Politik

"Das Verbot ist gescheitert" Kanada legalisiert Haschisch-Konsum

81cbd84d64f4ccddd56900ca2ed01049.jpg

Hanfpflanzen in einem Gewächshaus.

(Foto: dpa)

Nach Uruguay gibt auch Kanada den Genuss von Haschisch frei. Das Verbot der Droge sei gescheitert, sagt ein früherer Polizeichef. Der Besitz von Cannabis wird ab 2018 per Gesetz reguliert. Bei Verstößen drohen dann härtere Strafen.

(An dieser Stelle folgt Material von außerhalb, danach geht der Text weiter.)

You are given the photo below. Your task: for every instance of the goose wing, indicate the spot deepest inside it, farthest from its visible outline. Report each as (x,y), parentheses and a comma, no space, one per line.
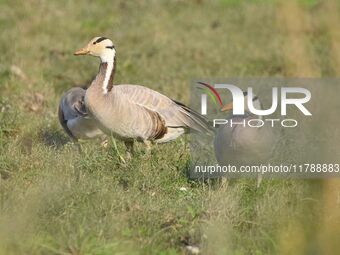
(172,112)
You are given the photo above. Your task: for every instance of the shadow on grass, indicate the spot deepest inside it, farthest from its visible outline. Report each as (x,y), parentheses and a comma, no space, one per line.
(53,138)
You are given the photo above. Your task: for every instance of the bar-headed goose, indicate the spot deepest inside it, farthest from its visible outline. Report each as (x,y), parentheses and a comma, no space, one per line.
(73,117)
(133,112)
(242,144)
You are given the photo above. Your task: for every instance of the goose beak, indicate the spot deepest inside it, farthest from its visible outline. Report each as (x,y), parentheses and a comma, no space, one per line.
(227,107)
(83,51)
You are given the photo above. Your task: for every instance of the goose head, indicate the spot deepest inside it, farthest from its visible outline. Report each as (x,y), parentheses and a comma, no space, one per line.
(255,101)
(101,47)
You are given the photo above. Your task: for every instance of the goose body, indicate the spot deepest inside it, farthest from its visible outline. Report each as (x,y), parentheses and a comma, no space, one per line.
(72,116)
(245,145)
(134,112)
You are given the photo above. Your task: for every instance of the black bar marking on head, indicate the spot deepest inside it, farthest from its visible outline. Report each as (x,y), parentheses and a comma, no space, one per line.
(99,40)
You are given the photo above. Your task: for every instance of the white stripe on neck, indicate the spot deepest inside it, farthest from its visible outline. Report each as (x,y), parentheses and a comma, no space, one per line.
(108,58)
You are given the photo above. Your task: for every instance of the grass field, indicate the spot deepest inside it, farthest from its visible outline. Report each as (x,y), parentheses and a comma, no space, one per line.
(55,201)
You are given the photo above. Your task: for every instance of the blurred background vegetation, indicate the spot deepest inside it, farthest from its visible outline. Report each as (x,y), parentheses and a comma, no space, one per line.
(55,201)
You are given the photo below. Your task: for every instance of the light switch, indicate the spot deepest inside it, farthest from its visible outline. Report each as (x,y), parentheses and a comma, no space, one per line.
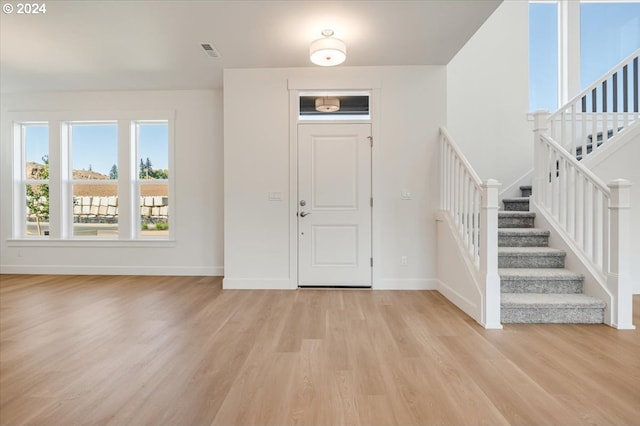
(275,196)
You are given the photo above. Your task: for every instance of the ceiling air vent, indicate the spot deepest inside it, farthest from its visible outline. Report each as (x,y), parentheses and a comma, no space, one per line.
(210,50)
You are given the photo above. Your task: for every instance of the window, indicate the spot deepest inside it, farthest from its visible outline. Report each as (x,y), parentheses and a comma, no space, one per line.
(107,179)
(35,175)
(94,178)
(153,178)
(543,56)
(609,32)
(603,33)
(318,106)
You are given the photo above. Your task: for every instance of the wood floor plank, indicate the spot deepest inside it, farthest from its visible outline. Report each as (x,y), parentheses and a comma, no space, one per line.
(180,350)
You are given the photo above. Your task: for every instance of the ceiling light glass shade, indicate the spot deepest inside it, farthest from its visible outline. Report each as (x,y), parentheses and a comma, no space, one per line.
(328,52)
(326,104)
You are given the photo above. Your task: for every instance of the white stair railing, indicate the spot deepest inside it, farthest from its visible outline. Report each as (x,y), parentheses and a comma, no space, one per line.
(599,112)
(473,207)
(593,216)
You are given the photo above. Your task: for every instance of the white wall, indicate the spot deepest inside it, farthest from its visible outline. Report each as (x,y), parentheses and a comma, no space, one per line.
(256,149)
(197,202)
(487,96)
(622,163)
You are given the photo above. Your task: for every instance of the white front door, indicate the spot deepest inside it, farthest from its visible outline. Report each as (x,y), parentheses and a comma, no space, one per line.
(334,205)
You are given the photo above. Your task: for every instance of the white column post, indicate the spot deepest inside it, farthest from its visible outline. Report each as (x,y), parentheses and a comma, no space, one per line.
(540,126)
(618,277)
(489,253)
(568,50)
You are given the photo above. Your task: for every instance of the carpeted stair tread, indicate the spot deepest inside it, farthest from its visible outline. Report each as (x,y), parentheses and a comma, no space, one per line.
(556,274)
(525,232)
(516,213)
(515,219)
(523,237)
(516,204)
(550,301)
(530,257)
(530,251)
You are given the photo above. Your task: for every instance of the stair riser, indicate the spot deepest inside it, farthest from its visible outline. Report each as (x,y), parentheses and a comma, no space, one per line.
(524,261)
(515,222)
(552,315)
(516,206)
(520,241)
(541,286)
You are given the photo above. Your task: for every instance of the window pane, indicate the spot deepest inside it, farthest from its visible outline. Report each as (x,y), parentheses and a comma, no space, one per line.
(543,56)
(95,210)
(36,140)
(37,197)
(153,150)
(609,32)
(154,210)
(94,150)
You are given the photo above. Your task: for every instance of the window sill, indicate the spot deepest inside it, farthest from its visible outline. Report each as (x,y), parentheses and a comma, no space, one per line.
(46,242)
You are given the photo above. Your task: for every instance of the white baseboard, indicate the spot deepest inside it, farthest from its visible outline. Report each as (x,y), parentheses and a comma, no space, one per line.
(258,284)
(406,284)
(214,271)
(465,305)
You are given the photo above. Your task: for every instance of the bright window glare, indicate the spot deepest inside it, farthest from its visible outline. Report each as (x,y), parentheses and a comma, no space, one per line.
(609,32)
(543,56)
(36,142)
(153,143)
(95,147)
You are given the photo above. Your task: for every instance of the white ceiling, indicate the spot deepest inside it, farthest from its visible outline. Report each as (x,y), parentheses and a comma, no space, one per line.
(126,45)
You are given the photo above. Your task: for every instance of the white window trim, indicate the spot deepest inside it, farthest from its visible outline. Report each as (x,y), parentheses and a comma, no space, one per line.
(61,223)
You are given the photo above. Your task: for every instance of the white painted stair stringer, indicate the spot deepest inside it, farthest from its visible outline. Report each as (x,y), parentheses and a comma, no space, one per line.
(593,284)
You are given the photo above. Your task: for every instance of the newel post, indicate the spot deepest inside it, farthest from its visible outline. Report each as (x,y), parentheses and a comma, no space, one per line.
(540,127)
(489,253)
(618,276)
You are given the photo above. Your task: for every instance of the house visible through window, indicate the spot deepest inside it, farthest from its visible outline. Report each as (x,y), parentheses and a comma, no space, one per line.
(109,179)
(153,178)
(35,146)
(94,154)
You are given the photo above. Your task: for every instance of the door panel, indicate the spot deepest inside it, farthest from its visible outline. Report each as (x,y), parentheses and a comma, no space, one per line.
(334,224)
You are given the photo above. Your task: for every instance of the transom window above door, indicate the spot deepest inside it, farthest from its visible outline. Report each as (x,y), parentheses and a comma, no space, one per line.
(334,106)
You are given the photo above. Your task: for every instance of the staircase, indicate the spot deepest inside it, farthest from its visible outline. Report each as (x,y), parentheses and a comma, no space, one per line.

Als erstes westliches Industrieland will Kanada den Konsum von Haschisch vollständig legalisieren. Die Regierung in Ottawa legte einen Gesetzentwurf vor, der den Genuss von Cannabis erlaubt. Seit 2001 ist in Kanada bereits die medizinische Nutzung von Cannabis möglich. Das Gesetz, das bis zum 1. Juli 2018 in Kraft treten soll, sieht zugleich härtere Strafen zum Schutz von Jugendlichen vor.

"Wir wissen, dass das Verbot gescheitert ist", sagte der Abgeordnete und frühere Polizeichef von Toronto, Bill Blair. "Die Legalisierung soll den Zugang zu Cannabis regulieren und begrenzen und Kanada sicherer machen."

Der Gesetzentwurf sieht klare Beschränkungen vor. Verstöße sollen streng geahndet werden, wie der Minister für öffentliche Sicherheit, Ralph Goodale, ankündigte. Er bezifferte den Markt für Drogenhändler und das organisierte Verbrechen auf bis zu acht Milliarden kanadische Dollar (5,6 Milliarden Euro) jährlich.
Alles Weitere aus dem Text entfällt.